Positives Jahr für Saar-Wirtschaft

  16.12.2017 | 08:30 Uhr

Die saarländische Wirtschaft hat wieder an Aufwind gewonnen. Das geht aus den aktuellen Konjunkturdaten des Statistischen Amtes hervor. Demnach blicken sowohl die Industrie, als auch Bauwirtschaft und Handel auf ein erfolgreiches Jahr. Zudem ist Frankreich erstmals seit langer Zeit nicht mehr der größte Importpartner des Saarlandes.

Im saarländischen Außenhandel läuft es rund. Das Saarland konnte seine Exporte erhöhen, gleichzeitig stiegen auch die Importe deutlich an.  Statt Frankreich nimmt nun allerdings Spanien mit Einfuhren im Wert von 1,8 Milliarden Euro die Spitzenposition beim Import ein. Auf Platz drei der Importländer liegt Großbritannien, zugleich waren die britischen Inseln das wichtigste Abnehmerland für das Saarland.

Erfolgreiches Jahr für Industrie, Bauwirtschaft und Einzelhandel

Die großen Industriezweige blicken größtenteils auf ein sehr positives Ergebnis. Insbesondere der Maschinenbau und die Stahlindustrie konnten ein deutliches Umsatzplus verzeichnen. Weniger gut lief es in der Automobilindustrie. Dort fielen durch produktionstechnische Umstellungen im Fahrzeugbau sowohl die Umsätze als auch die Produktion geringer aus. Allerdings deutet sich auch in diesem Bereich eine positive Entwicklung an: Bis Ende September 2017 gab es ein deutliches Plus bei den Aufträgen.

Die Bauwirtschaft befindet sich ebenfalls im Aufwind. Wachstumsimpulse kamen dabei vor allem aus den Bereichen Wohnungs- und Straßenbau.

Im Einzelhandel verbesserten sich die Umsätze sowohl im Handel mit Kraftfahrzeugen, als auch im übrigen Handel. Auch die Tourismusbranche darf auf ein weiteres Spitzenjahr hoffen.
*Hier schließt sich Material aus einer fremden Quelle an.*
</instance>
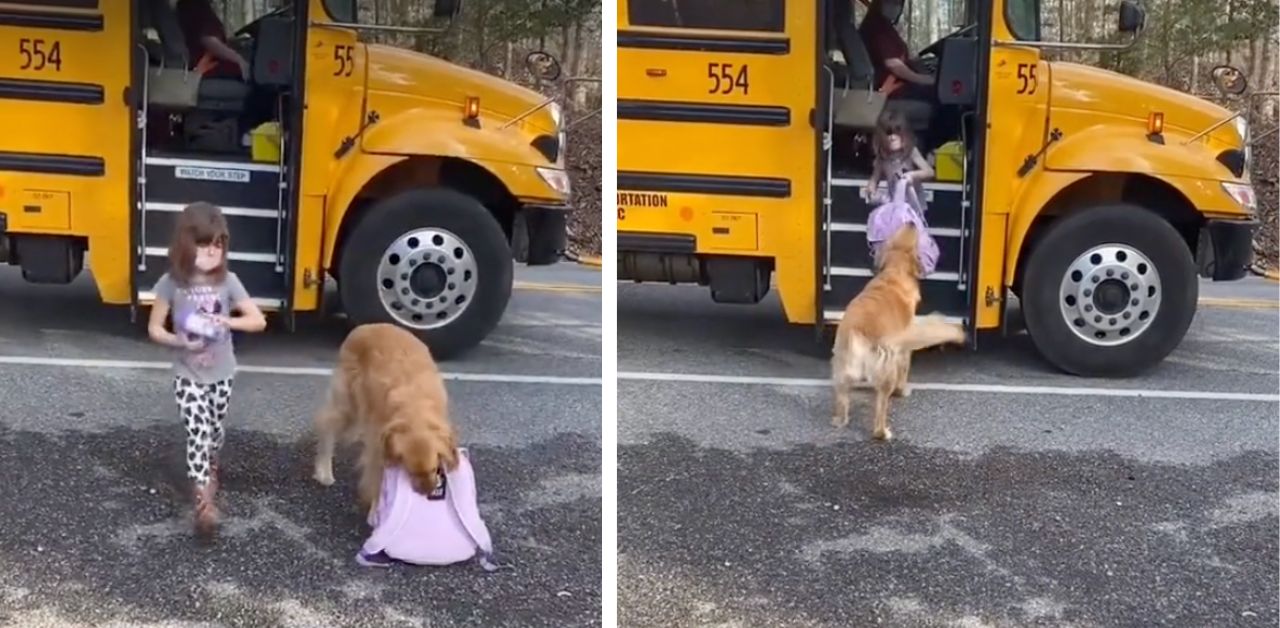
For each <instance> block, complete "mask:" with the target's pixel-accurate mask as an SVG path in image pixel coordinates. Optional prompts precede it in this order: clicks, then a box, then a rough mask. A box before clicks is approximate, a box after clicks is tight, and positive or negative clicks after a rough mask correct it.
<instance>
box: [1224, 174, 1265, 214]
mask: <svg viewBox="0 0 1280 628" xmlns="http://www.w3.org/2000/svg"><path fill="white" fill-rule="evenodd" d="M1222 191H1224V192H1226V196H1229V197H1231V200H1233V201H1235V202H1236V205H1239V206H1240V208H1243V210H1244V211H1247V212H1249V215H1253V214H1256V212H1257V208H1258V197H1257V196H1254V193H1253V185H1249V184H1247V183H1229V182H1222Z"/></svg>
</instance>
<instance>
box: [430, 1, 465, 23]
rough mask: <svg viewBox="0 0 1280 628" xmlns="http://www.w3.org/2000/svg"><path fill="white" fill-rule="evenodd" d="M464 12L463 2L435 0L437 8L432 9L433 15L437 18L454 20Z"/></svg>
mask: <svg viewBox="0 0 1280 628" xmlns="http://www.w3.org/2000/svg"><path fill="white" fill-rule="evenodd" d="M460 10H462V0H435V8H434V9H431V15H434V17H436V18H447V19H453V18H456V17H457V15H458V12H460Z"/></svg>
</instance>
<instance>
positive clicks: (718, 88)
mask: <svg viewBox="0 0 1280 628" xmlns="http://www.w3.org/2000/svg"><path fill="white" fill-rule="evenodd" d="M707 78H709V79H712V88H710V90H707V93H733V91H735V90H737V91H741V92H742V93H744V95H746V90H748V81H746V65H737V67H736V69H735V65H733V64H731V63H709V64H707Z"/></svg>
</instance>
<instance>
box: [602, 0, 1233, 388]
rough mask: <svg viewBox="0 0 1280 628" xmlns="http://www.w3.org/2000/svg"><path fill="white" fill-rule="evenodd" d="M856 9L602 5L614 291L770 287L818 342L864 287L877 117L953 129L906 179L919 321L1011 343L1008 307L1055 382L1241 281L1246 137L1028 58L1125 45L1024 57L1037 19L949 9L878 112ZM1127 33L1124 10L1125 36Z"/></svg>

Mehr Energieverbrauch und höhere Kosten für Verbraucher

In der Stromproduktion stieg die Bruttostromerzeugung von Januar bis September im Vergleich zum Vorjahr um 34,4 Prozent auf insgesamt 3,5 Millionen Megawattstunden. Größter Stromlieferant ist mit fast 80 Prozent nach wie vor die Steinkohle.

Auf die Verbraucher kamen von Januar bis November höhere Kosten zu. Vor allem beim Heizöl und beim Tanken stiegen die Preise an. Den größten Anstieg gab es jedoch bei den Butterpreisen. So kostete ein Stück Butter durchschnittlich fast 50 Prozent mehr als vorher.

Weniger Arbeitslose und Insolvenzen

Die Lage auf dem Arbeitsmarkt hat sich wie auch im Bundestrend entspannt. Insbesondere in den Bereichen Handel und Gastgewerbe, IT-Dienstleistung sowie Unterrichts-, Gesundheits- und Sozialwesen wurde mehr Personal eingestellt. Ende November waren im Saarland 32 609 Menschen arbeitslos gemeldet und damit 1774 weniger als im Vorjahr.

2017 stellten die Statistiker außerdem ein leichter Anstieg bei den Betriebsgründungen fest, gleichzeitig gab es etwas weniger Betriebsstillegungen. Eine deutliche Veränderung zeichnet sich zudem bei den Unternehmensinsolvenzen ab. Hier wurden bis Ende September mehr als ein Drittel weniger Insolvenzen angezeigt als im Vorjahreszeitraum. Dabei erreicht das Saarland hier den niedrigsten Insolvenzwert für die ersten neun Monate des Jahres seit langem.